Here, the ALJ's conclusion is supported by substantial evidence in the record. First, as the ALJ noted, there was no suggestion in the record that Plaintiff had problems keeping herself safe, and the ALJ further observed that Plaintiff could perform certain daily activities without any identified safety problems. (AR 82.) Plaintiff's briefing has cited to no evidence indicating that the ALJ erred in this regard. Second, the ALJ pointed to the evidence in the record that Plaintiff arrived early or on time to her appointments for a consultative neurological examination and for a consultative psychological examination. (AR 82, citing AR 643, 901). The ALJ further stated that there was no evidence that Plaintiff had any significant problems attending doctors' appointments in a timely fashion or following the advice of healthcare providers. (AR 82.) Again, the cited evidence in the ALJ's decision substantially supports these findings.

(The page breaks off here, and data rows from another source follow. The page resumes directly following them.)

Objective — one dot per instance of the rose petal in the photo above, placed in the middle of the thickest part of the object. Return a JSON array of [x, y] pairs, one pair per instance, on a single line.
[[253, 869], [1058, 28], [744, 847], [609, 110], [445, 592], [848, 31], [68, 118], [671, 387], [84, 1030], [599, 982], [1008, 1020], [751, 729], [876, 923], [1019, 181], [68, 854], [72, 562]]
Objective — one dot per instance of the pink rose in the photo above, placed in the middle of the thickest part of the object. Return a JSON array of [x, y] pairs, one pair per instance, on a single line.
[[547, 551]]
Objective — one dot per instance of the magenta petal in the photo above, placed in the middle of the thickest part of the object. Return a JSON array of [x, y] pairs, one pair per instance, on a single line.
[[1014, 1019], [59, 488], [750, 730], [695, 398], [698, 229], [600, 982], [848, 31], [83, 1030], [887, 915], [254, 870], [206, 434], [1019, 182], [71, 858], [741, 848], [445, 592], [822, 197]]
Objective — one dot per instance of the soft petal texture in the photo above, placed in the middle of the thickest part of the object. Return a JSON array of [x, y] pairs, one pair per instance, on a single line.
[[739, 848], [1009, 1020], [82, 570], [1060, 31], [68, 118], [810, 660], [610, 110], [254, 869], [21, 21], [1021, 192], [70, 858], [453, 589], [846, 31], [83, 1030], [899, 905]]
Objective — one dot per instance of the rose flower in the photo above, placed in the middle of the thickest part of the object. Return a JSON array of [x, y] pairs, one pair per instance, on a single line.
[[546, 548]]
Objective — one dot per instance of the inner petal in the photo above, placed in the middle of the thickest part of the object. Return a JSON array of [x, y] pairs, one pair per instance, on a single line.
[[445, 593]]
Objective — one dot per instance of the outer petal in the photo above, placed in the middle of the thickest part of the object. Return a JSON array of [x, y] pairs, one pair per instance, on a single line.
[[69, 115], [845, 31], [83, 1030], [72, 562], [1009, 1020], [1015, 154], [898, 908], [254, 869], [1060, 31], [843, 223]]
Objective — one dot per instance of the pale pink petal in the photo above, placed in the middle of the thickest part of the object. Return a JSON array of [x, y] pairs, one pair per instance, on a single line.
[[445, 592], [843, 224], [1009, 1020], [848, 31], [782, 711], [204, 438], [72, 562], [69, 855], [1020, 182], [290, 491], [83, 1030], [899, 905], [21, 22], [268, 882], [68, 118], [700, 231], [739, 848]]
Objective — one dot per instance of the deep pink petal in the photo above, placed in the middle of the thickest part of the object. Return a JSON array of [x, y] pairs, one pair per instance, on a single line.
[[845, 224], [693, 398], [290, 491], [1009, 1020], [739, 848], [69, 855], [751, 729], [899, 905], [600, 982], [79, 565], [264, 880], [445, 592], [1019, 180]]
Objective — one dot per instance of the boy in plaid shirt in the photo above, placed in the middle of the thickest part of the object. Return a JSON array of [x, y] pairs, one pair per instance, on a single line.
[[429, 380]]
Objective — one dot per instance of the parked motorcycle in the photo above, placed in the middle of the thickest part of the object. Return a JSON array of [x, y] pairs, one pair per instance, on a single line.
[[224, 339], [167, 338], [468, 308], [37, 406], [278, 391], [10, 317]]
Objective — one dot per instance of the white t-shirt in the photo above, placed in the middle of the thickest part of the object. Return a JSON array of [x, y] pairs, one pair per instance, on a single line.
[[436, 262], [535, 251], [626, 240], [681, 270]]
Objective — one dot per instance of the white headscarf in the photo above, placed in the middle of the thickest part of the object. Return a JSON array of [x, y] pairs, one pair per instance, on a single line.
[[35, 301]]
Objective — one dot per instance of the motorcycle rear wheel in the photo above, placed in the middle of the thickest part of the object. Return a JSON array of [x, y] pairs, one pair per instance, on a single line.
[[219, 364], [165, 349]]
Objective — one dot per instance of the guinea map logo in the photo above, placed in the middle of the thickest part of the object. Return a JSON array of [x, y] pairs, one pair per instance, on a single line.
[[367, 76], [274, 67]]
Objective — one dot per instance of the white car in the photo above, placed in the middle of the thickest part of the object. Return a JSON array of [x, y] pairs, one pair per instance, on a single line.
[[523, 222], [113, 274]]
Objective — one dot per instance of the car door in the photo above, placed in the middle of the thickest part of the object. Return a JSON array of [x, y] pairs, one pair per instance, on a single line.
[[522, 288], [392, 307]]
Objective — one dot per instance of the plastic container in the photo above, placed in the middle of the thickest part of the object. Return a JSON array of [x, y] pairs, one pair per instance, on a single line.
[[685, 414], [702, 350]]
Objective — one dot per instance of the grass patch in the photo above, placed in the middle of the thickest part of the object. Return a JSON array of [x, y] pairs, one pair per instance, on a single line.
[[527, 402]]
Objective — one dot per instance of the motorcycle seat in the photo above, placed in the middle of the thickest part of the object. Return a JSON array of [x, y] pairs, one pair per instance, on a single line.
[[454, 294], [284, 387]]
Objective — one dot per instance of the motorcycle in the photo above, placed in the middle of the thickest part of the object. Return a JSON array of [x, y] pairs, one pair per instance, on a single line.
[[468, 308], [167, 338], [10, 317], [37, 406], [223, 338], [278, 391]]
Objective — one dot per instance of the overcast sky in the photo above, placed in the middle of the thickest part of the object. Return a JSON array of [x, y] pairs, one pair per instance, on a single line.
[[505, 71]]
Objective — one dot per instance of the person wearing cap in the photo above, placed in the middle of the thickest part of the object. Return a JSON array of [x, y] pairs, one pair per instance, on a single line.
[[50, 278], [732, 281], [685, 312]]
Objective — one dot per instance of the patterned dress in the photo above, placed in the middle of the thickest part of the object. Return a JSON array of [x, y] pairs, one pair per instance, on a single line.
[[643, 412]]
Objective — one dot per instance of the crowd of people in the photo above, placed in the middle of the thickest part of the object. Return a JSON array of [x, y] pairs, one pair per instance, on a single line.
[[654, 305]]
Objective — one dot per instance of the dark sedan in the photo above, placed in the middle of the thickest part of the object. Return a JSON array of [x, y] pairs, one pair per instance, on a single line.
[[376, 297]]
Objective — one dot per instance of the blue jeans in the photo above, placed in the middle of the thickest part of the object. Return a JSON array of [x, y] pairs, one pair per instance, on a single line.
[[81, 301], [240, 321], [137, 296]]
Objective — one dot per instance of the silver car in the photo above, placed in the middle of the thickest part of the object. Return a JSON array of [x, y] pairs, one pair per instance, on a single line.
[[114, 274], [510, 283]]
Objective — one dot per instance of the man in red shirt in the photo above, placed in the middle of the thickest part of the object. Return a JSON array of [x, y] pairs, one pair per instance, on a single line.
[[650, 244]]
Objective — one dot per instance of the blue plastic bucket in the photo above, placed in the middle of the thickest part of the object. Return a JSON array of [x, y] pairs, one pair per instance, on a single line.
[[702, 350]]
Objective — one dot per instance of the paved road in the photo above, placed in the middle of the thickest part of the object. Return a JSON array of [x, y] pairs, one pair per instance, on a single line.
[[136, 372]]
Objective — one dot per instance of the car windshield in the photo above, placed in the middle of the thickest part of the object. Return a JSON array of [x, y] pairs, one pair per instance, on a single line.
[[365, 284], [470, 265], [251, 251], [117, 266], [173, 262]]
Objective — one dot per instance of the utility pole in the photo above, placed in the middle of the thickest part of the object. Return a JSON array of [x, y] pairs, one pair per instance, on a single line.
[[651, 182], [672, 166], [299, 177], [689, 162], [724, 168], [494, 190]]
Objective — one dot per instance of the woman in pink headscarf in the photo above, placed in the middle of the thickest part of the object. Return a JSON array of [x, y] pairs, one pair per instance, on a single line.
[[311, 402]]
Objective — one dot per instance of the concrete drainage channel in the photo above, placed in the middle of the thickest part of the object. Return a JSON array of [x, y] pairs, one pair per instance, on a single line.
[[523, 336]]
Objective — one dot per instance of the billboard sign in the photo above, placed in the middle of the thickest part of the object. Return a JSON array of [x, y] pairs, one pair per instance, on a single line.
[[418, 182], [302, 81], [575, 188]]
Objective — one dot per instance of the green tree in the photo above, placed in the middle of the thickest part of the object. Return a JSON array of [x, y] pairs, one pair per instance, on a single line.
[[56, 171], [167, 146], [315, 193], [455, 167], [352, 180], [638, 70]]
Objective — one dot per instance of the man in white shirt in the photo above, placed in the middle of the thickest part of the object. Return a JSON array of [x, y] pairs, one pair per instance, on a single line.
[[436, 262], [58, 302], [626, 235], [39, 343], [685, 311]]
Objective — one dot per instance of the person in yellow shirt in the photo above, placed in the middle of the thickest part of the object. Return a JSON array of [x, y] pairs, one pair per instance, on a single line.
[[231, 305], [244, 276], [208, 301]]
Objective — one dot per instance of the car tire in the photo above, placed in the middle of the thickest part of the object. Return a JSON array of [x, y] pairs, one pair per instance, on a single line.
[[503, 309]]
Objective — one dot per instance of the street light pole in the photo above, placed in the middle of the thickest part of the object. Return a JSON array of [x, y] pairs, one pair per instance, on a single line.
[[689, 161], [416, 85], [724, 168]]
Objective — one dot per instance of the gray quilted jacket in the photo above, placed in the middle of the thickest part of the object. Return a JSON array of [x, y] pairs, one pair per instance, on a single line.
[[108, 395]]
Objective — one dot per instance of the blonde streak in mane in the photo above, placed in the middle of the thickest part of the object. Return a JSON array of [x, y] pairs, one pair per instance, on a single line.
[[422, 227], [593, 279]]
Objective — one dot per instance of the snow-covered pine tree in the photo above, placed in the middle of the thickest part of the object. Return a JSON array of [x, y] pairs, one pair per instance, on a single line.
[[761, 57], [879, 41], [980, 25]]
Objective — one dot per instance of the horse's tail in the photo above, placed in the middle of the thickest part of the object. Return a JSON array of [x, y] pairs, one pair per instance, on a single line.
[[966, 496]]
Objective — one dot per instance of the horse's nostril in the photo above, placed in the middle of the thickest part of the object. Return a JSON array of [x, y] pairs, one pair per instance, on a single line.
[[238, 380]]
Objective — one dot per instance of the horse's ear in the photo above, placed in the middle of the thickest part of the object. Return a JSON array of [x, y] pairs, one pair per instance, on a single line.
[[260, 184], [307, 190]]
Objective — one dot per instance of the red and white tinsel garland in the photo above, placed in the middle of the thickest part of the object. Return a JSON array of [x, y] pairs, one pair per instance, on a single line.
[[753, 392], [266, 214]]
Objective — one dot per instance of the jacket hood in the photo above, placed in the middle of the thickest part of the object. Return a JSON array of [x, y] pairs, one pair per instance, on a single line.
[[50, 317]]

Plaintiff objects that the ALJ improperly characterized the record and points to function reports prepared by Plaintiff (AR 429-37) and Plaintiff's friend Marcela Perez. (AR 407-15.) As to Plaintiff's own function report, the ALJ considered Plaintiff's subjective symptom reports and concluded that the evidence did not support the subjective limitations set out in her written report and her testimony. (AR 83.) Plaintiff has not challenged this finding regarding her symptoms, and the ALJ could properly reject Dr. Chehrazi's opinion to the extent it was based on Plaintiff's self reports. See Tommasetti v. Astrue, 533 F.3d 1035, 1041 (9th Cir. 2008). With regard to the function report prepared by Ms. Perez, it states that Plaintiff's daughter drives her to doctor visits "most of the time" (AR 411), but does not indicate that this causes Plaintiff to miss appointments. As to parent conferences at school, Ms. Perez stated that Plaintiff needed to rest before going to the school (AR 412), but did not state any problem concerning safety or attendance. Ms. Perez also stated that Plaintiff's daughter drives Plaintiff to doctor visits, parent conferences and shopping. (AR 10.) But this need for transportation does not indicate that Plaintiff would have poor attendance or that she would have difficulty in following safety rules at work. Indeed, Ms. Perez reported that Plaintiff follows spoken instructions "well" and writes down written instructions on her calendar. (AR 412.) In addition, it was stated by Ms. Perez that Plaintiff gets along "great" with authority figures including bosses. (AR 413.) In short, Plaintiff has not pointed to any objective evidence contradicting the ALJ's conclusion regarding Dr. Chehrazi's opinion as to compliance with job rules such as safety and attendance.
For the foregoing reasons, IT IS ORDERED that Judgment be entered affirming the decision of the Commissioner and dismissing this action with prejudice.